Does it have a use? Not really, unless your very creative. Maybe a command that uses fortune with cowsay to display useful hints and tips on how to use your newly programmed console app?

BSD-Games (sudo apt-get install bsdgames)

BSD Games is a collection of the classic text based games distributed with some BSDs like FreeBSD and NetBSD.
The included games are, alphabetically:
  • adventure - an exploration game
  • arithmetic - quiz on simple arithmetic
  • atc - air traffic controller game
  • backgammon - the game of backgammon
  • banner - print large banner on printer
  • battlestar - a tropical adventure game
  • bcd - reformat input as punch cards, paper tape or morse code
  • boggle - word search game
  • caesar - decrypt caesar cyphers
  • canfield - the solitaire card game canfield
  • cfscores - show scores for canfield
  • cribbage - the card game cribbage
  • fish - play Go Fish
  • gomoku - game of 5 in a row
  • hangman - Computer version of the game hangman
  • hunt - a multi-player multi-terminal game
  • huntd - hunt daemon, back-end for hunt game
  • mille - play Mille Bornes
  • monop - Monopoly game
  • morse - reformat input as punch cards, paper tape or morse code
  • number - convert Arabic numerals to English
  • phantasia - an interterminal fantasy game
  • pom - display the phase of the moon
  • ppt - reformat input as punch cards, paper tape or morse code
  • primes - generate primes
  • quiz - random knowledge tests
  • rain - animated raindrops display
  • random - random lines from a file or random numbers
  • robots - fight off villainous robots
  • rot13 - rot13 encrypt/decrypt
  • sail - multi-user wooden ships and iron men
  • snake - display chase game
  • teachgammon - learn to play backgammon
  • tetris-bsd - the game of tetris
  • trek - trekkie game
  • wargames - shall we play a game?
  • worm - Play the growing worm game
  • worms - animate worms on a display terminal
  • wtf - translates acronyms for you
  • wump - hunt the wumpus in an underground cave 
Personally I only use this to play Boggle.
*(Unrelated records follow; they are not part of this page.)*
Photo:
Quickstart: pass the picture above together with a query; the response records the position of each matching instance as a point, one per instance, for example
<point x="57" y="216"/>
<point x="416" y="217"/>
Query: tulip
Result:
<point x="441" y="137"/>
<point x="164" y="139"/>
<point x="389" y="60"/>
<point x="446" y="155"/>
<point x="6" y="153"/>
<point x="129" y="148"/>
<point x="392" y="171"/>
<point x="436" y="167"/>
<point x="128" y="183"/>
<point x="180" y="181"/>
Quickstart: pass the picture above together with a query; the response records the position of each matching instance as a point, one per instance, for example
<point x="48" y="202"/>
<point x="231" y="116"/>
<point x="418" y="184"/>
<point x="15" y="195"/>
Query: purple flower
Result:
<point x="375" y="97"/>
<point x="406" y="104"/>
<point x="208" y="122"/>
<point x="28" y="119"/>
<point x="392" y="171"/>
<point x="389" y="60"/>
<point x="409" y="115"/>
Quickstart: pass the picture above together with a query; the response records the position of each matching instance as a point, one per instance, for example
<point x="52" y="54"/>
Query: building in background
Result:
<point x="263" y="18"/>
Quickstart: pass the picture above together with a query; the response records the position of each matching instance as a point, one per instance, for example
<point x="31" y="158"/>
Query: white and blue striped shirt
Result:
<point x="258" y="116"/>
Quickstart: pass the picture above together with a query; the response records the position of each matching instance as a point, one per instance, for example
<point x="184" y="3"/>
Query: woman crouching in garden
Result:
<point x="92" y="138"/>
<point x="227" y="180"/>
Hangman is kind of fun too, and yes, I have even played go-fish.

I have to admit this is one of the strangest collections of "games" I have ever seen.
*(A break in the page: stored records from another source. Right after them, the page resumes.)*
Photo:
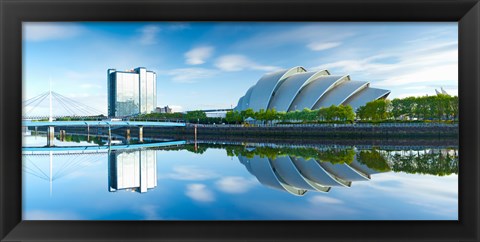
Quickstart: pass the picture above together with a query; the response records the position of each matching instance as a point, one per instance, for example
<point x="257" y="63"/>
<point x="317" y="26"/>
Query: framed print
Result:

How generating primes or ascii rain drops constitutes a game, I will never know.


Above all, my most used console app is apt-get. I made mention of the proper codes to install these. Apt-get is so usefull for installing Ubuntu apps, whether they be graphical or not.

It's also the fastest way, if you know the name of the repository it installs from, to install any app on Ubuntu.

I hope these apps bring you help and enjoyment.